Vlaams huurdecreet – advies Unia
Vlaams huurdecreet – advies Unia
AANBEVELING 189 – 14 februari 2018
Voorontwerp van decreet houdende bepalingen betreffende de huur van voor bewoning bestemde goederen of delen ervan.
AANBEVELING 189 van 14 februari 20181
1 Het samenwerkingsakkoord tussen de federale overheid, de gewesten en de gemeenschappen voor de oprichting van het Interfederale Centrum voor gelijke kansen en bestrijding van discriminatie en racisme van 12 Juni 2013 geeft aan Unia de bevoegdheid om “onafhankelijke adviezen en aanbevelingen te richten tot elke overheid ter verbetering van de reglementering en de wetgeving.” (art. 5).
Inhoudsopgave
2.1. Vlaamse huurmarkt en discriminatie 3
3.1. Bekendmaking huurprijs en gemeenschappelijke lasten 4
3.2. Opeisbare gegevens van een kandidaat huurder 5
Informatie afhankelijk van stadium huurproces 5
Solvabiliteit van de kandidaat-huurder 7
3.3. Huurwaarborg en huurwaarborglening 8
3.4. Anti-discriminatiebeleid 8
Uitgangspunten anti-dscriminatiebeleid 8
Subsidiëring van erkende verhuurdersorganisaties 9
4. SAMENVATTING AANBEVELINGEN 10
Bekendmaking huurprijs en gemeenschappelijke lasten 10
Opeisbare gegevens van een kandidaat huurder 10
1. Betrokken bevoegdheden
Xxxxxxx Xxxxxxxx Xxxxxx, Viceminister-president van de Vlaamse Regering, Vlaams minister van Binnenlands Bestuur, Inburgering, Wonen, Gelijke Kansen en armoedebestrijding.
2. Context
2.1. Vlaamse huurmarkt en discriminatie
De Vlaamse private huurmarkt is een gesegmenteerde markt die in drie bijna gelijke delen uiteenvalt2: recente woningen van behoorlijke kwaliteit bewoond door gepensioneerde gezinnen of jongere huishoudens na opzeggen huurcontract of echtscheiding, grote en dure kwalitatieve woningen die bewoond worden door jonge starters, en een segment van oude woningen van lage kwaliteit die bewoond worden door socio-economisch zwakkere gezinnen.
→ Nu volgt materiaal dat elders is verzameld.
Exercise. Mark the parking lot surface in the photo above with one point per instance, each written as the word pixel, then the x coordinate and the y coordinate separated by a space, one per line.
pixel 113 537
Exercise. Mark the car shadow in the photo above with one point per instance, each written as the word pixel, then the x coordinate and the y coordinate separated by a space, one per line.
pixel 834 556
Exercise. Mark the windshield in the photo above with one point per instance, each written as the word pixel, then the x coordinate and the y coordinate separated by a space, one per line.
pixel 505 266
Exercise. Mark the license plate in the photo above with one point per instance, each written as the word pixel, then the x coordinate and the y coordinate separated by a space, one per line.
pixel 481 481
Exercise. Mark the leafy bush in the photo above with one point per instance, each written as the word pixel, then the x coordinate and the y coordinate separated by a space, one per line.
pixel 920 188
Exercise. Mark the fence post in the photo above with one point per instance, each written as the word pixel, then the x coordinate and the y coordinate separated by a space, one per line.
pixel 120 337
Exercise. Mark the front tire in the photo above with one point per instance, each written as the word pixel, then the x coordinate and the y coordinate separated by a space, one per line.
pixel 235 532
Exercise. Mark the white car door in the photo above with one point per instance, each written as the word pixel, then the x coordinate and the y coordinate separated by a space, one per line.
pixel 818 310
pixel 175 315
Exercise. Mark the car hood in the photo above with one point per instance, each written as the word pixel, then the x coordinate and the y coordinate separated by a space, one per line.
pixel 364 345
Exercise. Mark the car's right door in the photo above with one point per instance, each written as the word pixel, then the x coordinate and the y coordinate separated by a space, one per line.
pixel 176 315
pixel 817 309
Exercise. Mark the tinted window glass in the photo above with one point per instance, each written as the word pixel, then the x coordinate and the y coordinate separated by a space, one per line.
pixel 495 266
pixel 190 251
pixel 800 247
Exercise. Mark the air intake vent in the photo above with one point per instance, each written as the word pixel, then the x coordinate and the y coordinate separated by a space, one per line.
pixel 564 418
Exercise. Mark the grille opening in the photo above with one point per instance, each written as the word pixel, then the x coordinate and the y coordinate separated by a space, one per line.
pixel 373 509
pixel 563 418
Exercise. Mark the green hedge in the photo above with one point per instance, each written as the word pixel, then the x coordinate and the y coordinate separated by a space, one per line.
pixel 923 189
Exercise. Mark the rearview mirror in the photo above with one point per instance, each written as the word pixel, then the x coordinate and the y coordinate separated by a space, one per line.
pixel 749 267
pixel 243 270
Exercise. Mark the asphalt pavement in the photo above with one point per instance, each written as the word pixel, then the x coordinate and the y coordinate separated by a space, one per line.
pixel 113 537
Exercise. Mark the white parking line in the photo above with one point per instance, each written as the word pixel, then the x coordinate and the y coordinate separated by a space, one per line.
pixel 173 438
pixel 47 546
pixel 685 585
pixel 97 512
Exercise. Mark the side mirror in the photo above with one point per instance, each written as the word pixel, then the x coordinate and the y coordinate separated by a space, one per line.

De Vlaamse Woonraad spreekt voor dit onderste segment in een recent advies over een wooncrisis: er is onvoldoende aanbod voor mensen die het niet zo breed hebben.3
De private huurmarkt is een markt die verdeeld is tussen makelaars en privéverhuurders. Opmerkelijk is dat het grootste deel van de markt in handen is van privéverhuurders die 1 tot 3 panden verhuren.4 Het aandeel van de vastgoedmakelaars bedraagt voor heel Vlaanderen 26,5 procent maar varieert sterk streek per streek.5
Discriminatie op de private huurmarkt gebeurt voornamelijk op basis van de “raciale criteria” (nationaliteit, zogenaamd ras, huidskleur, afkomst of nationale of etnische afstamming) en op vermogen (omwille van de aard van het inkomen bv. leefloon, werkloosheid, invaliditeitsuitkering, ...) of een combinatie van beide (bv. erkende vluchtelingen die niet aan het werk zijn). Daarnaast zijn er gevallen van weigering van redelijke aanpassingen voor personen van een handicap, en worden alleenstaanden soms uitgesloten (meer als ze vrouw zijn en ook kinderen hebben).6
Discriminatie komt voor in alle segmenten maar is meer uitgesproken aanwezig in het onderste segment voor het criterium vermogen. De wanverhouding tussen vraag en aanbod in dit segment creëert immers een kader van negatieve selectie en zelfs discriminatie.7
2 Steunpunt Wonen, Segmentering op de Vlaamse Woningmarkt, 2017
3 Vlaamse Woonraad, Wooncrisis in de onderste lagen van private huurmarkt, Advies 2017 – 06 / 27.04.2017
4 Steunpunt Wonen, Een evaluatie van het woninghuurrecht – Deel II, 2015, p. 23
5 Uit het grote woononderzoek blijkt dat 26,5 percent van de verhuringen gebeurt via een vastgoedmakelaar. De databank van energieprestatiecertificaten spreekt echter van 39,4 percent van de verhuringen. De cijfers van het grote woononderzoek hebben betrekking op de volledige huurmarkt. Als men dat extrapoleert naar de private huurmarkt, komt men uit op 37,5 percent, Hoorzitting Conceptnota private huur, p.9
6 Unia, Jaarverslag 2016, 2017 en Barometer huisvesting, 2014
7 Diversiteitsbarometer Huisvesting 2014, p.155
2.2. Vlaams beleid
In Vlaanderen werd de regionalisering van de private huurmarkt voorbereid door een onderzoek van het Steunpunt Wonen. Daarbij werd ook specifiek aandacht besteed aan “Toegang, Selectie en Discriminatie”.8
In september 2016 stelde Vlaams minister Xxxxxx haar conceptnota private huur voor in het Vlaams parlement. Deze conceptnota zet de krijtlijnen uit voor het toekomstig Vlaams beleid. Wat discriminatie betreft kondigt de conceptnota aan dat er een “Vlaams actieplan antidiscriminatiebeleid op de private huurmarkt” zal opgemaakt worden en dit parallel met het uitwerken van het Vlaams huurdecreet. Beide initiatieven moeten op 1 september 2018 in werking treden.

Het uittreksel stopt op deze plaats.